Note = Di part ini ada beberapa bagian cerita yang memuat alur flashback ya. Jadi jangan bingung.
Happy reading.
🍁🍁🍁
Terkadang ada pertanyaan yang tak mampu dijawab lewat kata-kata. Karena waktu sendirilah yang akan mencari jawaban yang sebenarnya.
🍁🍁🍁
"Kenapa lo senyam-senyum gitu?"
Kenn bergidik ngeri saat melihat Melody dari tadi mengembangkan senyumnya. Dia takut sahabatnya itu ketempelan, apalagi waktu Melody diculik, dia disekap di gedung tua yang jaraknya tidak jauh dari hutan.
"Kenapa sih? Syirik lo liat gue bahagia?" Melody sebal.
Gadis itu menggigit-gigit pipit es jus jeruk yang tadi dia beli dari kantin. Kebiasaan Melody dari dulu yang tidak pernah hilang ya begitu, selalu membuat gepeng pipet minuman yang dia belu. Kini dia dan Kenn sedang berada di taman.
"Eh, tunggu-tunggu, sejak kapan lo makek kalung ini? Beli baru ya?" Kenn memegang bandul dari kalung yang Melody kenakan. Lebih tepatnya bandul Gitar.
"Oh, ini dari kak Gitar. Dia ngasih ke gue tadi pagi."
"Baik bener. Dalam rangka apa?" Kenn menaruh curiga. Setahunya Gitar tidak suka terhadap Melody.
"Katanya sih buat ganti rugi kalung gue yang waktu itu dipatahi Zela. Kalung yang peninggalan kak Cinta itu loh?" Kemudian Melody meminum jus jeruknya.
"Mel?"
"Hem?"
"Mendingan lo jauhin Gitar deh."
Ucapan Kenn itu membuat Melody menghentikan aktivitas meminumnya.
Kerutan terlihat jelas di kening Melody. "Jauhin? Orang kita gak pernah deket kok."

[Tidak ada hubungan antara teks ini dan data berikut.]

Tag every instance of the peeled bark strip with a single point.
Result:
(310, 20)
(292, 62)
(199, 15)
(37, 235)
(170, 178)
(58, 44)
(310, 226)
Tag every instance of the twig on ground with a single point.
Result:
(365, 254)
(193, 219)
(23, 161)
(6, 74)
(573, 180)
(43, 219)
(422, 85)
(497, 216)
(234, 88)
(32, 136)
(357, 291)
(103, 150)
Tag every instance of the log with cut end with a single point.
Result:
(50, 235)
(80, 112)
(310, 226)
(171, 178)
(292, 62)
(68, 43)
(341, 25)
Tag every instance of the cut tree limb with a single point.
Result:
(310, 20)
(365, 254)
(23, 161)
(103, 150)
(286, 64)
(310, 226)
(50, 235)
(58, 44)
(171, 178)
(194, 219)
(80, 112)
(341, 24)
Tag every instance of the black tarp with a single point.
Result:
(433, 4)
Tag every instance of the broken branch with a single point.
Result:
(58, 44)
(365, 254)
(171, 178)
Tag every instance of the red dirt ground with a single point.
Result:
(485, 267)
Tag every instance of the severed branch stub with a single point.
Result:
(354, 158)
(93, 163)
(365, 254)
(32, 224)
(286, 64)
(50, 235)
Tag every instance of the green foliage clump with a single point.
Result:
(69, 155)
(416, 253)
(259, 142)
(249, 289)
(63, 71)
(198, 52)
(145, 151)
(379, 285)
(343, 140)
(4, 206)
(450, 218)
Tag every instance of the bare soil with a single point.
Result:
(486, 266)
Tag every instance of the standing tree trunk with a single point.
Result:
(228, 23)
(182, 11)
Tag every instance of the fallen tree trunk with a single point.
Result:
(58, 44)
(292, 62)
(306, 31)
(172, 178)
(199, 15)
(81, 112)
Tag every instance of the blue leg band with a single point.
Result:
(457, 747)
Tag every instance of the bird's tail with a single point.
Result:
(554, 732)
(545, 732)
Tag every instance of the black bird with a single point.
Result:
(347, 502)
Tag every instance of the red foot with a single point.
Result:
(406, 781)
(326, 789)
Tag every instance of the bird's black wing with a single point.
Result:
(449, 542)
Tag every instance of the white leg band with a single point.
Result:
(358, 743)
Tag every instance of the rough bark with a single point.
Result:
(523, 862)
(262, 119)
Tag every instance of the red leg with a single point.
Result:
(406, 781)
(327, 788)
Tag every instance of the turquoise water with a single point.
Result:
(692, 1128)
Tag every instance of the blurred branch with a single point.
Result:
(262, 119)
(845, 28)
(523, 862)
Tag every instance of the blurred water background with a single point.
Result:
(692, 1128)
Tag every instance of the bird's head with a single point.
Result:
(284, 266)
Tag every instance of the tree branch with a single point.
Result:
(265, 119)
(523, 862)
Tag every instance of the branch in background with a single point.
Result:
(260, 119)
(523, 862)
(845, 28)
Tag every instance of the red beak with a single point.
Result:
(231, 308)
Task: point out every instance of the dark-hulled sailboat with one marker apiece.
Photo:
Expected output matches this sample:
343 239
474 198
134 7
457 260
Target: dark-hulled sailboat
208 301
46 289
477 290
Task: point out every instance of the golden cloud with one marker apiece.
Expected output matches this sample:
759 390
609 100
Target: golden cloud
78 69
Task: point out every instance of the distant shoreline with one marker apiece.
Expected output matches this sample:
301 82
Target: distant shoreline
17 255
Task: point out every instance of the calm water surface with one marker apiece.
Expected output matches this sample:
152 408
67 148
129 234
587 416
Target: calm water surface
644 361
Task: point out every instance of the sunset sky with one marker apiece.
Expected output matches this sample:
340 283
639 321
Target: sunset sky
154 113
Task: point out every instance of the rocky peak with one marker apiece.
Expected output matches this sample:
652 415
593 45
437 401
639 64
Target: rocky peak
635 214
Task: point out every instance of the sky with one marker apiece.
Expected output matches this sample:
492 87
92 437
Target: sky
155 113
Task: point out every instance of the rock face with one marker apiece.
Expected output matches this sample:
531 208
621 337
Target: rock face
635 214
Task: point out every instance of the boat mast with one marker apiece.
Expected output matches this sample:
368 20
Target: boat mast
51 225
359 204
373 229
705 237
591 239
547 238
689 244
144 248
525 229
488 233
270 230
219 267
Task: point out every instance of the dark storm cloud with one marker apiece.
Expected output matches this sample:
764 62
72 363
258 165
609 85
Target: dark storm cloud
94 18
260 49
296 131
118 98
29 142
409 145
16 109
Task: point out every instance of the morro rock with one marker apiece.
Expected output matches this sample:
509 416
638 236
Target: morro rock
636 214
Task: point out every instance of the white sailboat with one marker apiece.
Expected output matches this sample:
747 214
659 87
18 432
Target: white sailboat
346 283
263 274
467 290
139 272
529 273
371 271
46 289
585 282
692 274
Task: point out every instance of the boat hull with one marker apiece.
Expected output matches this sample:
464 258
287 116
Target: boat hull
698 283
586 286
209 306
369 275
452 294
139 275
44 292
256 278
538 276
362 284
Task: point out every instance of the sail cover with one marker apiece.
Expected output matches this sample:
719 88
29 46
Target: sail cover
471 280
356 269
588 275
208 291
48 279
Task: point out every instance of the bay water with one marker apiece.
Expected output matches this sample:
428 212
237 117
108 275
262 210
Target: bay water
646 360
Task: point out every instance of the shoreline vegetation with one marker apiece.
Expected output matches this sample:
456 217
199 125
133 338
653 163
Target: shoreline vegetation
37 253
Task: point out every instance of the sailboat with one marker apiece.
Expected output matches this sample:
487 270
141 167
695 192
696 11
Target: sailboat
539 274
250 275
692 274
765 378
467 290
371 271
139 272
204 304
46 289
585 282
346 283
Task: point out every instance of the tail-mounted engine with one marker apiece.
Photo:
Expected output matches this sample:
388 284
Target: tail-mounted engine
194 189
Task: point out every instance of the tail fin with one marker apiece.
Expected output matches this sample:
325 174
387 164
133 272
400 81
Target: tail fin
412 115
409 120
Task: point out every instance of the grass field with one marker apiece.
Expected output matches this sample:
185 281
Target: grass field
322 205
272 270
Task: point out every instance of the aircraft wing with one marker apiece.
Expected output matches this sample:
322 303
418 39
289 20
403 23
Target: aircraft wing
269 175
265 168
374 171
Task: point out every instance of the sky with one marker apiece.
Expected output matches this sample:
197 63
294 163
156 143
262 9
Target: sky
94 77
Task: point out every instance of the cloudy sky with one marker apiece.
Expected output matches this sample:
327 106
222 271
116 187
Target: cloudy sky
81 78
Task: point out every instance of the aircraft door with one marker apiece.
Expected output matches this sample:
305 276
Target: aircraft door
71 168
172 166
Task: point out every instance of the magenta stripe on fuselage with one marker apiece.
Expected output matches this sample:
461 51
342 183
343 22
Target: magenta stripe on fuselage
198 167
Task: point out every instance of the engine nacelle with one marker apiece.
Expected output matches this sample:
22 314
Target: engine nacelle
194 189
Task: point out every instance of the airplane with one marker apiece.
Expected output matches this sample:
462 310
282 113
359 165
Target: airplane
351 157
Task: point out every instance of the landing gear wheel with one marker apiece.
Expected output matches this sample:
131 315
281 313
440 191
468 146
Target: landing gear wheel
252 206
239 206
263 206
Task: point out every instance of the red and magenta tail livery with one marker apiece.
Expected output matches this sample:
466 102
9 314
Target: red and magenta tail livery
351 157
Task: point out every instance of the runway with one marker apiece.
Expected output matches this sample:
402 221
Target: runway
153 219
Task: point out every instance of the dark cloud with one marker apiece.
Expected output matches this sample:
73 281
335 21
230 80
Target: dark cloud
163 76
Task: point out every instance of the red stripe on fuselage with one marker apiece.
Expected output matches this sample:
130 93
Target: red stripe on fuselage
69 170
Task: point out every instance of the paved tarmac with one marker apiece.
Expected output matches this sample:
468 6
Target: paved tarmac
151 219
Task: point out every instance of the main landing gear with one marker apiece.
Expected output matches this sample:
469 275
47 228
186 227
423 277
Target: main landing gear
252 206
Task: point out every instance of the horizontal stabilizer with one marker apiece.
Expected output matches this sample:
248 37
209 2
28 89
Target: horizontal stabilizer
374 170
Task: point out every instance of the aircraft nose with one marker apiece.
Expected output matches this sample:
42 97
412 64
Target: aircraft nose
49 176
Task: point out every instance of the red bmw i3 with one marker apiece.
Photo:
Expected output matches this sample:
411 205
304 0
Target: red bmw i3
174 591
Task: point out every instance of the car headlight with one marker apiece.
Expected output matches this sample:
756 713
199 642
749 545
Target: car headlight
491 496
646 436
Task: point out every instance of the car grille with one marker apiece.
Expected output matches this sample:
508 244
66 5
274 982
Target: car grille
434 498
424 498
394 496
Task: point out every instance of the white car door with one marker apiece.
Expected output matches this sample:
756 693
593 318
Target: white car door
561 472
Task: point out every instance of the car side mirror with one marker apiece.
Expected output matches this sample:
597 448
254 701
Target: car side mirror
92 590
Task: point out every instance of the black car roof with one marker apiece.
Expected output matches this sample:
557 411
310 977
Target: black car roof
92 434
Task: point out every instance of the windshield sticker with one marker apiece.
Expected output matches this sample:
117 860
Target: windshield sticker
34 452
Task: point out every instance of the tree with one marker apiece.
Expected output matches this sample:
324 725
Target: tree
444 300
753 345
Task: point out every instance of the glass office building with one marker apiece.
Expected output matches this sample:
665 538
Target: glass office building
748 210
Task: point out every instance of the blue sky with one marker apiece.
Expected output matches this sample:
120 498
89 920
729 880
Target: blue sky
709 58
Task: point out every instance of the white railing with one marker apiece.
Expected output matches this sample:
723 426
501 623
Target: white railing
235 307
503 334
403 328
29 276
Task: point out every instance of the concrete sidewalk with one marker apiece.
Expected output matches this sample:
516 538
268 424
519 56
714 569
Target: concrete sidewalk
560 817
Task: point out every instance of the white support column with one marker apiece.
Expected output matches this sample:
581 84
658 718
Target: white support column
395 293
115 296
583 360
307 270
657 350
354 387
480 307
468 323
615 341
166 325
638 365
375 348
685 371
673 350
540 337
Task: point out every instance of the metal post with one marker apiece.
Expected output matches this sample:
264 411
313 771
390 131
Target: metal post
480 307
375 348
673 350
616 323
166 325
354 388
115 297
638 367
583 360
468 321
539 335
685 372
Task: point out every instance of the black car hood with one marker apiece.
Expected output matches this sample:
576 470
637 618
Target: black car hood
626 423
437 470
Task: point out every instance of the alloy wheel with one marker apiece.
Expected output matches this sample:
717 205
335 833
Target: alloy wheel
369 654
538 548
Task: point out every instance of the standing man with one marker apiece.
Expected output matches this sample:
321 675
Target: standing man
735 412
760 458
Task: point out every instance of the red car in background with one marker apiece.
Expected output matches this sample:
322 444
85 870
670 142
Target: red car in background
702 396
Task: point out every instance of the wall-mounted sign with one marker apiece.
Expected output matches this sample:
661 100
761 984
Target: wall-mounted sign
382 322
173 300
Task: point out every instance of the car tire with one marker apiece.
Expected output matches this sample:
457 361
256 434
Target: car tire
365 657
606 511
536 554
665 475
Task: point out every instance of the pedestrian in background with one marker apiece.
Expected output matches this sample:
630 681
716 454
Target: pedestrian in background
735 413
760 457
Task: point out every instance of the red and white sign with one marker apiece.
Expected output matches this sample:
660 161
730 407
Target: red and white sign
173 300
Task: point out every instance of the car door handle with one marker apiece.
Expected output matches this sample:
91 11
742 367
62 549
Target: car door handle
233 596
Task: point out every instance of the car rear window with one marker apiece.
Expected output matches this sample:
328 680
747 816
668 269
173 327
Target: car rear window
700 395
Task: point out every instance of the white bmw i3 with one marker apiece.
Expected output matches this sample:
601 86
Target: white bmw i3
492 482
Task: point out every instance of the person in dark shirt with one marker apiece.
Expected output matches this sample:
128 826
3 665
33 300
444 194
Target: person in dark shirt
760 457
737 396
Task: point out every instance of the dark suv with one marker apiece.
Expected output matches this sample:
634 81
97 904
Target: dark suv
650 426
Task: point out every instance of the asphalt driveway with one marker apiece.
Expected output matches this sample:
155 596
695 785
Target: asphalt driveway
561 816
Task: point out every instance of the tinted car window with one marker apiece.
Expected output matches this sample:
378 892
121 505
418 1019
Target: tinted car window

"Kalo gak deket, gak mungkin dia kasih kalung itu ke lo, Mel," hardik Kenn.
"Lo kenapa sih, Kenn? Demam lo ya?" Melody mengecek suhu tuhuh Kenn menggunakan tangannya. "Normal kok."
Entah mengapa sikap polos Melody malah membuat Kenn kesal. Penjelasan apa agar gadis itu tau maksudnya?
"Pokoknya jauhin Gitar. Dia gak baik buat lo," tekan Kenn.
Melody semakin tidak mengerti. "Terus yang baik buat gue siapa, lo gitu?"
"Y-ya bukan. Bukan si Gitar juga lah pokoknya."
Melody terkekeh kecil. "Lo tenang aja, Kenn, gue gak suka kok sama dia. Dia itu cowok aneh yang sekarang gak tau kenapa gue bisa deket sama dia." Melody menepuk-nepuk bahu Kenn. "Yang terbaik buat gue cuma lo, Kenn, kan lo sahabat gue, sekaligus abang gue."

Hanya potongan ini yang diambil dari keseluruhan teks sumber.